Program ini ditujukan khusus untuk ibu hamil, ibu menyusui, anak PAUD, serta balita, terutama yang berusia di bawah 2 tahun.
Hal tersebut disampaikan oleh Wakil Menteri Kependudukan dan Pembangunan Keluarga (Kemendukbangga), Ratu Ayu Isyana Bagoes Oka, saat menghadiri diskusi bertema "Peran Pembangunan Keluarga dalam Menyongsong Indonesia Emas 2045" di Jakarta, Sabtu (9/8/2025).
Isyana menjelaskan bahwa program MBG tidak hanya menyasar anak sekolah, tapi juga ibu hamil, ibu menyusui, serta anak balita dan PAUD yang selama ini belum terjangkau oleh program Kementerian Pendidikan Dasar dan Menengah.
"MBG ini adalah langkah nyata pemerintah untuk memastikan gizi optimal sejak dini, karena peran kami di Kemendukbangga sangat vital dengan adanya kader PKB dan PLKB yang siap digerakkan," ujarnya.
Selain itu, Kemendukbangga berkolaborasi dengan Badan Gizi Nasional (BGN), Kementerian Kesehatan, dan Kementerian Dalam Negeri untuk membentuk Tim Pendamping Keluarga (TPK) yang berjumlah 600 ribu orang di seluruh Indonesia.
TPK terdiri dari tenaga kesehatan seperti bidan dan perawat, serta kader PKK dan kader KB yang membantu distribusi MBG di lapangan.
Lebih lanjut Isyana menegaskan pentingnya pemberian gizi yang baik dimulai sejak 1.000 hari pertama kehidupan, yang menurutnya adalah masa paling krusial untuk mencegah stunting.
"Masa 1.000 hari pertama itu tidak hanya dimulai saat bayi lahir, tapi sejak dalam kandungan. Jadi memastikan ibu hamil mendapatkan asupan bergizi adalah kunci kualitas sumber daya manusia masa depan," katanya.

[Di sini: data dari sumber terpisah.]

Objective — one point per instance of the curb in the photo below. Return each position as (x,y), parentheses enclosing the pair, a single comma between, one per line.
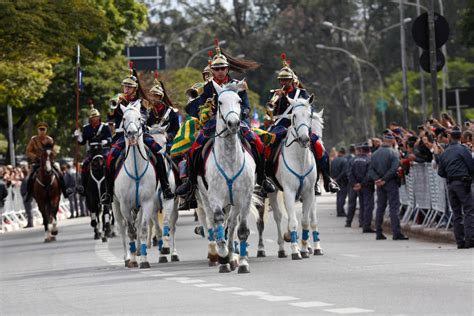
(420,232)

Program ini juga menjadi bagian dari target pembangunan keluarga yang tertuang dalam Asta Cita ke-4, yaitu peningkatan kualitas sumber daya manusia yang dimulai dari keluarga dan sejak dini.
Dengan adanya peran aktif 18 ribu kader PKB dan PLKB serta ratusan ribu anggota Tim Pendamping Keluarga, pemerintah optimistis program MBG dapat tersalurkan merata dan tepat sasaran.
Langkah ini diharapkan mampu mempercepat penurunan angka stunting dan meningkatkan kualitas generasi Indonesia menuju Indonesia Emas 2045.